Know the best place to eat? Get down and boogie.
Food is essential to survival, so it is important to know where you can get a good feed. But you don’t want to waste your time (and money) going to the place down the road that ends up giving you food poisoning. You want to know where to get the best kebabs, or pizza, or smashed avocado on toast. The best way to do this is to ask your mates.
Bees do the same thing.
When a worker bee finds a good place to eat, it flies back to the hive and tells its mates. But because bees can’t talk like you and I, they communicate a different way: they dance.
Bees working comb. Source: Flickr
Shake that booty
This dance, termed the Waggle Dance, provides other bees with all the information they need to find the food source. The dance tells bees the quality of the resource, as well as how far away it is and what direction it is according to the sun’s current location.
The waggle dance occurs in the hive and is circular, performed around a cell in the comb. During portions of the circuit, the bee will “shake her booty” (for all workers are female) from side to side, giving rise to the term ‘waggle’. The more circuits the bee does in the dance, the better quality of the resource. The more enthusiastic the dancing, the more workers she is able to recruit to the resource.
The bees watching the dance will know which way the resource is by the direction of the waggling with respect to the sun. How fast the dance occurs lets bees know how far away the food is from the hive.

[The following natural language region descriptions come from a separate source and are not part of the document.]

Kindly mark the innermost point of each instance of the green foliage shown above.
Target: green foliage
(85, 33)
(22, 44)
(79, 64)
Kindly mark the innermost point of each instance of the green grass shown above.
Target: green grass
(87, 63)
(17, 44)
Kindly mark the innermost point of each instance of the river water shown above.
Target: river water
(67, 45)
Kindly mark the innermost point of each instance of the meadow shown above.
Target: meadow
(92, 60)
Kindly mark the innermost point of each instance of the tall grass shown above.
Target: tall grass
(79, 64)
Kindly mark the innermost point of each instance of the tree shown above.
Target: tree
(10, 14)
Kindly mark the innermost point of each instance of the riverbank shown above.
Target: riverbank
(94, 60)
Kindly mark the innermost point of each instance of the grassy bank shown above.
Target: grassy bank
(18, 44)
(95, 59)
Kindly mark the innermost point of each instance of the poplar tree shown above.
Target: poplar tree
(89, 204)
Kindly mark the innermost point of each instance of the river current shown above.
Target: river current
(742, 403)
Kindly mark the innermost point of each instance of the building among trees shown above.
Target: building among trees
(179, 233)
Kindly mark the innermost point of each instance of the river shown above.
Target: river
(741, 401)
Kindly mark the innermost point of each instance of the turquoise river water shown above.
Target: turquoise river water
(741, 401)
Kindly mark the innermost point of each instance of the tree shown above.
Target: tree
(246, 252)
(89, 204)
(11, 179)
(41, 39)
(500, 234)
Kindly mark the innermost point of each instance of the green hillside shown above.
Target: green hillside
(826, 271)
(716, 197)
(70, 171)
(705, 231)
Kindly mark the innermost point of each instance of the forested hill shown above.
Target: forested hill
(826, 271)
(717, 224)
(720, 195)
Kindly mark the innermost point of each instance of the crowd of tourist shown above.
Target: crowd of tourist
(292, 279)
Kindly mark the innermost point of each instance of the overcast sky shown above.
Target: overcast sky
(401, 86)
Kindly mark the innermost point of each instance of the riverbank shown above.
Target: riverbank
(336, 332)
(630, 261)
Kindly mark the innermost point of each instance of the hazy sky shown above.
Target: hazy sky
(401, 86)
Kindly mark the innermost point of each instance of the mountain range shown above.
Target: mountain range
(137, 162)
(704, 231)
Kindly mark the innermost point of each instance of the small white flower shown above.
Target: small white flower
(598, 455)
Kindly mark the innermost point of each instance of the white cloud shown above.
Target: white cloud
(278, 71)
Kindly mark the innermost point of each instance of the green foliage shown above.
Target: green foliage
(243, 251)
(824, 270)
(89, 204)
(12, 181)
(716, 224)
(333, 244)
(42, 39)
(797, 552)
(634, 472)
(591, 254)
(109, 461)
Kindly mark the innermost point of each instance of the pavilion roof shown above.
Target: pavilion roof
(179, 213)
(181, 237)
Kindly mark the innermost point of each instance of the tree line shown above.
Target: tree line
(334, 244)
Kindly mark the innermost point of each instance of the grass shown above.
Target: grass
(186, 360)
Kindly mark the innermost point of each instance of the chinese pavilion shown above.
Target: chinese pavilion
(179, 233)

Scent is also a factor of the dance that helps guide bees to good feeding places. When a worker collects nectar or pollen from a resource, they also pick up the scent of the resource. When they return to the hive, the scent helps workers to narrow down the exact location of the resource.
Overall, the waggle dance allows bees to forage more efficiently as they can go straight to known quality resources, rather than having to find them on their own.
Check out this video from National Geographic showing the waggle dance:
Plants: a supermarket for bees
When I use the term ‘food’, this could mean either nectar or pollen. Produced by plants, nectar is a liquid containing high amounts of sugar. Bees reduce the amount of water in nectar by up to 50% to produce honey. Bees require nectar for food, which they store away in their hives until it is needed. When they collect more than they need, that’s when we can harvest the delectable substance called honey that we all love so much.
Pollen describes dust-like grains that are the male reproducing parts of flowers. When pollen is transported to compatible female parts of plants (often by bees), pollination occurs. Pollen is a bee’s source of protein and is required for feeding young bees.
Bee collecting pollen. Source: Flickr
A note of caution
Certain pesticides have been found to impair waggle dancing in bees. With waggle dancing having such an important role in foraging efficiency, the use of some pesticides could have negative impacts on hive health.
So if you value your honey, or the fruit and vegetables that you eat (many pollinated by bees), take care in what chemicals you use in your garden.